Welcome back to our Assistive Technology in the Kitchen series, Part 6 :-)!  Today we are talking about using a stand mixer (or standing mixer) as an Assistive Technology support in the kitchen!  

Graphic of a handheld mixer with beatersMixing by hand can require precision, endurance, and fine motor control.  Handheld, electric beaters can be difficult to use; holding the power button down can take a lot of grip/pinch strength and holding the device itself takes a fair amount of upper body strength. Knowing I can set the stand mixer to do its job makes cooking and baking seem less daunting and more accessible to me. 

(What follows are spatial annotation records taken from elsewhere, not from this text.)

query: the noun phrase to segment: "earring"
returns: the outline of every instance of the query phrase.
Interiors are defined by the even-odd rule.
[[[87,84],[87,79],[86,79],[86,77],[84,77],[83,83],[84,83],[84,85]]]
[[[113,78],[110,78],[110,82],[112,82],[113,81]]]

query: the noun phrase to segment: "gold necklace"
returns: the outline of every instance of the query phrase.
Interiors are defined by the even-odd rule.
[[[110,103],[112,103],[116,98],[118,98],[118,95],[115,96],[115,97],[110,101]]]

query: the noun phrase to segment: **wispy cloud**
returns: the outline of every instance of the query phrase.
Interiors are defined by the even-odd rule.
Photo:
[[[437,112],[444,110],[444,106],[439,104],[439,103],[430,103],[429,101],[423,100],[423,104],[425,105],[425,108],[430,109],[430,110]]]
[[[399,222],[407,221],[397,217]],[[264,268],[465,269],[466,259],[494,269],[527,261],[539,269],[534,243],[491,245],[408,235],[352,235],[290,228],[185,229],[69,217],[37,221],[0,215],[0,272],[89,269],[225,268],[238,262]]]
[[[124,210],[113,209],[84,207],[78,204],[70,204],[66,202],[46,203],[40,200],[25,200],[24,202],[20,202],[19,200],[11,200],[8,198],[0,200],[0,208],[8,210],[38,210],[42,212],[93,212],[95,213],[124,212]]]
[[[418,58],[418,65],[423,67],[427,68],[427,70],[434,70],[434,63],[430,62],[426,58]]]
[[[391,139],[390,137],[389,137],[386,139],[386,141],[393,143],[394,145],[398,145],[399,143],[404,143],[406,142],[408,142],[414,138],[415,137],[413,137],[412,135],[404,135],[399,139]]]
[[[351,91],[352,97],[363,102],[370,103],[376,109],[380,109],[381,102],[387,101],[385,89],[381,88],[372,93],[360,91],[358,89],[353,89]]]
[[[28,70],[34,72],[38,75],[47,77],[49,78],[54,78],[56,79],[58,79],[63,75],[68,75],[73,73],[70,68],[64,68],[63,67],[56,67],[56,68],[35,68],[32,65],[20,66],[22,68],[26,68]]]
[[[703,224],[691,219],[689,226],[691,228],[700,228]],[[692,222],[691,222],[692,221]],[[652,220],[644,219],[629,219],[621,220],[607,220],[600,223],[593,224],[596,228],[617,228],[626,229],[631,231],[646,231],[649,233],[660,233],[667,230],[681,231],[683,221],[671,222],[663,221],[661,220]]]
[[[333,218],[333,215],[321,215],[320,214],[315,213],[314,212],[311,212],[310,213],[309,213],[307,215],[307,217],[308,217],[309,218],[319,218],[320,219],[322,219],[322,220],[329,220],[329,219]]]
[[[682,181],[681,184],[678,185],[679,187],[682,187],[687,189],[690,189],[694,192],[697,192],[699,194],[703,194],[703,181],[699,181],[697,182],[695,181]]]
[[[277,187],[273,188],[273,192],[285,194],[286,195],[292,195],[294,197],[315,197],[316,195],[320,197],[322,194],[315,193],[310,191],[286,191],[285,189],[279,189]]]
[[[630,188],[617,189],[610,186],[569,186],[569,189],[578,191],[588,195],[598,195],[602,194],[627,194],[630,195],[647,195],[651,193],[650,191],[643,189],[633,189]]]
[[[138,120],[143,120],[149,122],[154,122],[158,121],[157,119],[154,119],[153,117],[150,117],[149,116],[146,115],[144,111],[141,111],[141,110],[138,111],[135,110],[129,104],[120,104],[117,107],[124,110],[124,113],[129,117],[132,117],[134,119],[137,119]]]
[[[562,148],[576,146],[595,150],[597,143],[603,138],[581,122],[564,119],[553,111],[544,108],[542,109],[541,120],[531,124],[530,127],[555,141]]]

When you think of a stand mixer what comes to mind?  Having a lot of time available to “play” in the kitchen?  That’s what I thought at first too and I couldn’t justify spending a larger sum of money on something I’d maybe use once a week.  But then I searched “uses for kitchenaid stand mixers” on Pinterest and found that (along with other surprising uses), I could shred cooked chicken breast using a stand mixer!  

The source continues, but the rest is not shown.